The Fashion Media minor has quickly become one of the most popular minors to take at SMU.  From fashion internships to fashion journalism classes, students are learning so much about the fashion world and the wonderful places it is headed. Many students believe that this is the first fashion-oriented area of study to come to SMU.

This summer as the DeGolyer library staff was going through archival material, they came across article after article about an SMU Design School, which was launched right after World War II and continued into the mid 1950s. During this time period, Dallas was quickly becoming one of the country’s most fashion-forward cities.

In an article from the Dallas Morning News in 1944, Lester P. Lorch, the president of  SMU’s Art Department, said: “The purpose of the school is to teach natives of Dallas, and the of the surrounding territory, technique in fashion designing, so that Dallas may depend on Dallasites for fashion and thereby do away with the importation of designers from other states.”


Joan Gosnell, a university archivist at the DeGolyer library, stated that at that time, New York, Los Angeles and Dallas were the three most significant cities for fashion in the United States, as they remain today.
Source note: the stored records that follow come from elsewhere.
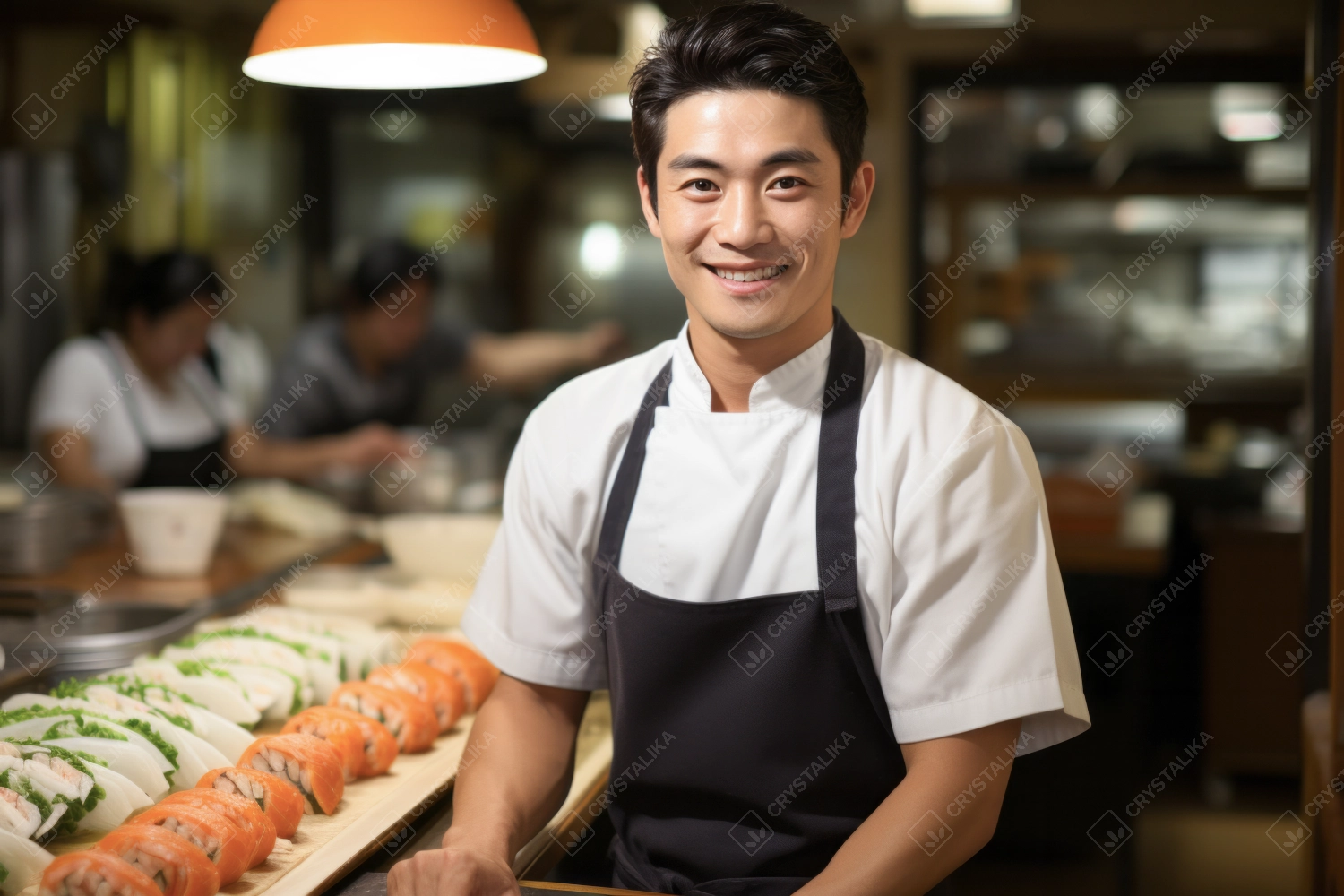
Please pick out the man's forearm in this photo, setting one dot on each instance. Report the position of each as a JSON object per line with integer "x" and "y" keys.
{"x": 516, "y": 767}
{"x": 941, "y": 814}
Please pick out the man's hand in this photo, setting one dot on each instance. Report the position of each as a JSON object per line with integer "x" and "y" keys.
{"x": 452, "y": 872}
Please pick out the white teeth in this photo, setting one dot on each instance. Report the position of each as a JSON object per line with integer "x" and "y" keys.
{"x": 750, "y": 276}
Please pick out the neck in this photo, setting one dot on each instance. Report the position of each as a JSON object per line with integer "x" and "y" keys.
{"x": 160, "y": 378}
{"x": 733, "y": 365}
{"x": 360, "y": 347}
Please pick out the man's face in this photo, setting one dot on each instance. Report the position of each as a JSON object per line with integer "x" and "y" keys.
{"x": 398, "y": 324}
{"x": 749, "y": 212}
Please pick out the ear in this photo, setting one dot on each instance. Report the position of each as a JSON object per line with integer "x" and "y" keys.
{"x": 650, "y": 214}
{"x": 860, "y": 196}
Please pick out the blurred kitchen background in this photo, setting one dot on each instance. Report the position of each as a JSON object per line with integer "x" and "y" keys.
{"x": 1126, "y": 185}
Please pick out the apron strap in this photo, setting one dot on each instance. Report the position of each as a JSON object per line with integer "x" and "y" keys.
{"x": 621, "y": 500}
{"x": 836, "y": 541}
{"x": 836, "y": 465}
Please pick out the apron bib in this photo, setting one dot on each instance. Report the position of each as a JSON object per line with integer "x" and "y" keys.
{"x": 179, "y": 466}
{"x": 750, "y": 737}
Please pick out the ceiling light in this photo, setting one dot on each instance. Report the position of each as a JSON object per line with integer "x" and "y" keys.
{"x": 961, "y": 13}
{"x": 392, "y": 45}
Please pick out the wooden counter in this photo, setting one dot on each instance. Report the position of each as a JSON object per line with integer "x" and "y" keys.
{"x": 247, "y": 562}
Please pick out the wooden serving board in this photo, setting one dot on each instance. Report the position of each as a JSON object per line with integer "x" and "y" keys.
{"x": 383, "y": 813}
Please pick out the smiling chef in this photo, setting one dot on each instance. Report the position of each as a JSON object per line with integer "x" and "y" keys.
{"x": 816, "y": 575}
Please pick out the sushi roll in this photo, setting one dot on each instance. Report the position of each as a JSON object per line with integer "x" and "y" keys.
{"x": 236, "y": 807}
{"x": 338, "y": 731}
{"x": 444, "y": 692}
{"x": 279, "y": 799}
{"x": 379, "y": 743}
{"x": 410, "y": 719}
{"x": 22, "y": 861}
{"x": 228, "y": 845}
{"x": 91, "y": 872}
{"x": 309, "y": 763}
{"x": 461, "y": 659}
{"x": 175, "y": 866}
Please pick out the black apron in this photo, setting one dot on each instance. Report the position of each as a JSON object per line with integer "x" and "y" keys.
{"x": 185, "y": 466}
{"x": 750, "y": 737}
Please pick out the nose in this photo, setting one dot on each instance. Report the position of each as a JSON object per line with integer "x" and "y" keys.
{"x": 742, "y": 222}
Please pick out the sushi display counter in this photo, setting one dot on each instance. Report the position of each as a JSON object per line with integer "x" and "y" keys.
{"x": 191, "y": 624}
{"x": 383, "y": 813}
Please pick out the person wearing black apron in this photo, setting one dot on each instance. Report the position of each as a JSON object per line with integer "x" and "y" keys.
{"x": 696, "y": 818}
{"x": 90, "y": 392}
{"x": 175, "y": 466}
{"x": 824, "y": 651}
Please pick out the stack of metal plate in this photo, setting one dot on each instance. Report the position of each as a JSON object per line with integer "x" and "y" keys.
{"x": 38, "y": 535}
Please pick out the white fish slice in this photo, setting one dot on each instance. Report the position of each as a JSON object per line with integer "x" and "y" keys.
{"x": 23, "y": 861}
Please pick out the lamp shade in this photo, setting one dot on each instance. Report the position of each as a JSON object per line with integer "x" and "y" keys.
{"x": 392, "y": 45}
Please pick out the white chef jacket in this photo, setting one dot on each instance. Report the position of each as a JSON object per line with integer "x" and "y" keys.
{"x": 962, "y": 603}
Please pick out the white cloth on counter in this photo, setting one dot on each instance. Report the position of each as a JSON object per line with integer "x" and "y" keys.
{"x": 81, "y": 392}
{"x": 960, "y": 590}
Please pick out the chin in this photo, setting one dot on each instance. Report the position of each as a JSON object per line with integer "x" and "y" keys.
{"x": 742, "y": 319}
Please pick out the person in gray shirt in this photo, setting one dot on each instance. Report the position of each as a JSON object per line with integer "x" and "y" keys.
{"x": 371, "y": 360}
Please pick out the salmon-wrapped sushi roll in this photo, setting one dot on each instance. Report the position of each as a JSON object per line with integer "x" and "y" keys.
{"x": 225, "y": 842}
{"x": 309, "y": 763}
{"x": 339, "y": 732}
{"x": 410, "y": 719}
{"x": 376, "y": 745}
{"x": 177, "y": 866}
{"x": 277, "y": 798}
{"x": 444, "y": 692}
{"x": 91, "y": 872}
{"x": 461, "y": 659}
{"x": 236, "y": 807}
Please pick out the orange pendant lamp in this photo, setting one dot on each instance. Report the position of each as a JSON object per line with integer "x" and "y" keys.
{"x": 394, "y": 45}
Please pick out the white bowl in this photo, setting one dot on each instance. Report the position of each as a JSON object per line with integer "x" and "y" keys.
{"x": 172, "y": 532}
{"x": 440, "y": 546}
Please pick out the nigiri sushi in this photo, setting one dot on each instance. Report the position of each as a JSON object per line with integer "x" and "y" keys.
{"x": 379, "y": 743}
{"x": 277, "y": 798}
{"x": 175, "y": 864}
{"x": 338, "y": 731}
{"x": 461, "y": 659}
{"x": 410, "y": 720}
{"x": 91, "y": 872}
{"x": 225, "y": 842}
{"x": 444, "y": 692}
{"x": 236, "y": 807}
{"x": 22, "y": 861}
{"x": 309, "y": 763}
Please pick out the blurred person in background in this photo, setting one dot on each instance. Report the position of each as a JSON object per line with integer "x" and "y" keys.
{"x": 136, "y": 406}
{"x": 373, "y": 360}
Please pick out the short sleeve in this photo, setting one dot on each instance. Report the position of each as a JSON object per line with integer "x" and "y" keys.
{"x": 531, "y": 613}
{"x": 73, "y": 381}
{"x": 980, "y": 629}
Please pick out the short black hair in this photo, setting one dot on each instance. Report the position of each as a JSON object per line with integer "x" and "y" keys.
{"x": 763, "y": 46}
{"x": 379, "y": 268}
{"x": 156, "y": 287}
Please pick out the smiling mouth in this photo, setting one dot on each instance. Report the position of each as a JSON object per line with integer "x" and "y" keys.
{"x": 749, "y": 276}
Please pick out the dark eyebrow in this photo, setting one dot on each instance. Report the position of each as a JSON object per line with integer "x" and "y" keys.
{"x": 687, "y": 160}
{"x": 793, "y": 155}
{"x": 796, "y": 155}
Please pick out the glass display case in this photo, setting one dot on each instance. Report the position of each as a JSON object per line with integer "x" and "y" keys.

With Foley’s and Neiman Marcus both based in Texas, SMU was already in the center of a fashion-oriented city.

One primary goal the SMU Design School set out to accomplish was to find young designers within the university itself.  The university offered a wide range of classes –from costume design to pattern drafting — to allow these aspiring designers to hone their skills.

The professors challenged the students by holding annual fashion shows where students could show off the work they had created throughout the semester. The students took their designs from early sketches to finished pieces that were modeled on a runway.  The winning designer would receive a scholarship.

In March of 1948 the Dallas Morning News reported that “arrangements were made with manufactures to have scholarship holders work several hours each week in factories under direction either of the manufacturer or his designer to enable students to become more familiar with production methods.”

The SMU Design School was sponsored by the Dallas Fashion and Sportswear Center and while open, was one of the only four design schools in the United States. The school had 75 graduates after its first year, one-third of whom were working in the Dallas market.

The SMU Design School definitely shaped Dallas’ early ascent in the fashion world. All the young talent that went into the city upon graduation has helped Dallas grow into a fashion capital.